Lithium-Ion Capacitor: Analysis of Thermal Behavior and Development of Three-Dimensional Thermal Model

[+] Author and Article Information
Gert Berckmans

Department of Electrical Engineering and
Energy Technology,
MOBI Research Group,
Vrije Universiteit Brussel,
Pleinlaan 2,
Brussels 1050, Belgium
e-mail: gberckma@vub.ac.be

Jan Ronsmans

JSR Micro NV,
Technologielaan 8,
Leuven 3011, Belgium

Joris Jaguemont, Ahmadou Samba, Noshin Omar, Omar Hegazy, Mahdi Soltani, Yousef Firouz, Peter van den Bossche, Joeri Van Mierlo

Department of Electrical Engineering and
Energy Technology,
MOBI Research Group,
Vrije Universiteit Brussel,
Pleinlaan 2,
Brussels 1050, Belgium

Manuscript received January 20, 2017; final manuscript received April 24, 2017; published online September 6, 2017. Assoc. Editor: Matthew Mench.

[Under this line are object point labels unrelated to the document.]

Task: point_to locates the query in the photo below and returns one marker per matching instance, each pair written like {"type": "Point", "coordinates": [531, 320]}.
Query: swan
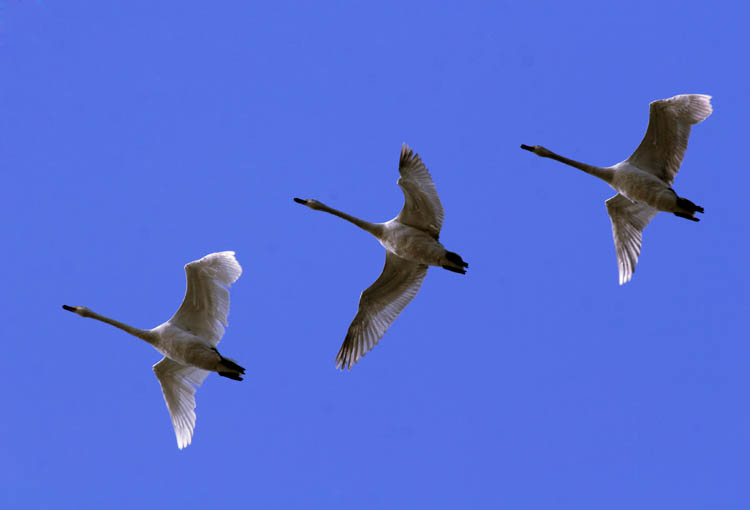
{"type": "Point", "coordinates": [411, 245]}
{"type": "Point", "coordinates": [188, 340]}
{"type": "Point", "coordinates": [644, 181]}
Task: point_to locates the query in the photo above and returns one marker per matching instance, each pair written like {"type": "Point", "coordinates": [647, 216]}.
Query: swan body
{"type": "Point", "coordinates": [411, 243]}
{"type": "Point", "coordinates": [188, 340]}
{"type": "Point", "coordinates": [644, 181]}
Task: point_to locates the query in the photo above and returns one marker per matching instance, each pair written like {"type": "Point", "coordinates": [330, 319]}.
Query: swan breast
{"type": "Point", "coordinates": [643, 187]}
{"type": "Point", "coordinates": [411, 244]}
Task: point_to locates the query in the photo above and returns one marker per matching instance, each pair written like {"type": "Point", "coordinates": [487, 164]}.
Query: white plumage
{"type": "Point", "coordinates": [188, 340]}
{"type": "Point", "coordinates": [644, 180]}
{"type": "Point", "coordinates": [411, 243]}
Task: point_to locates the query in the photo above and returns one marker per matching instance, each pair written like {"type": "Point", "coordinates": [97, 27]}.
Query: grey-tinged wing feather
{"type": "Point", "coordinates": [205, 308]}
{"type": "Point", "coordinates": [178, 383]}
{"type": "Point", "coordinates": [664, 145]}
{"type": "Point", "coordinates": [422, 208]}
{"type": "Point", "coordinates": [628, 221]}
{"type": "Point", "coordinates": [379, 305]}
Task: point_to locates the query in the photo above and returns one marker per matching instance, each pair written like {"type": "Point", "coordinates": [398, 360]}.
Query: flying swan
{"type": "Point", "coordinates": [188, 340]}
{"type": "Point", "coordinates": [411, 245]}
{"type": "Point", "coordinates": [644, 181]}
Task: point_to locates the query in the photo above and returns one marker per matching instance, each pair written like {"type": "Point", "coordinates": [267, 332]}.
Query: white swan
{"type": "Point", "coordinates": [644, 180]}
{"type": "Point", "coordinates": [411, 243]}
{"type": "Point", "coordinates": [188, 340]}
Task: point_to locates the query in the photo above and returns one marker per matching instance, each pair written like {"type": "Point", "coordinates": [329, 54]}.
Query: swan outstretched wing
{"type": "Point", "coordinates": [205, 308]}
{"type": "Point", "coordinates": [422, 208]}
{"type": "Point", "coordinates": [662, 149]}
{"type": "Point", "coordinates": [379, 305]}
{"type": "Point", "coordinates": [628, 221]}
{"type": "Point", "coordinates": [178, 383]}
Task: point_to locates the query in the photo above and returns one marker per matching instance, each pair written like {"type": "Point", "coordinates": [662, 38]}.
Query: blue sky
{"type": "Point", "coordinates": [136, 137]}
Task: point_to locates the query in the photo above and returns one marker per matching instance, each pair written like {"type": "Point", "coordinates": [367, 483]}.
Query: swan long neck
{"type": "Point", "coordinates": [143, 334]}
{"type": "Point", "coordinates": [606, 174]}
{"type": "Point", "coordinates": [375, 229]}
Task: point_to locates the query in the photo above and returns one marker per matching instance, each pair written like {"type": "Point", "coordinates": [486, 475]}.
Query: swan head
{"type": "Point", "coordinates": [538, 150]}
{"type": "Point", "coordinates": [309, 202]}
{"type": "Point", "coordinates": [79, 310]}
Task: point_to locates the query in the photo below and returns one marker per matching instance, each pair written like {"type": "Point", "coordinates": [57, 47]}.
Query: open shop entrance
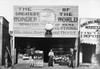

J. Electrochem. En. Conv. Stor. 14(4), 041005 (Sep 06, 2017) (8 pages) Paper No: JEECS-17-1010; doi: 10.1115/1.4037491 History: Received January 20, 2017; Revised April 24, 2017

The large push for more environmental energy storage solutions for the automotive industry by different actors has led to the usage of lithium-ion capacitors (LICs) combining the features of both lithium-ion batteries (LIBs) and electric-double layer capacitors (EDLCs). In this paper, the thermal behavior of two types of advanced LICs has been thoroughly studied and analyzed by developing a three-dimensional (3D) thermal model in COMSOL Multiphysics®. Such an extensive and accurate thermal 3D has not been fully addressed in literature, which is a key building block for designing battery packs with an adequate thermal management. After an extensive measurement campaign, the high accuracy of the developed model in this paper is proven for two types of LICs, the 3300 F and the 2300 F. An error between the simulation and measurements is maximum 2 °C. This 3D model has been developed to gain insight in the thermal behavior of LICs, which is necessary to develop a thermal management system, which can ensure the safe operation of LICs when used in modules or packs.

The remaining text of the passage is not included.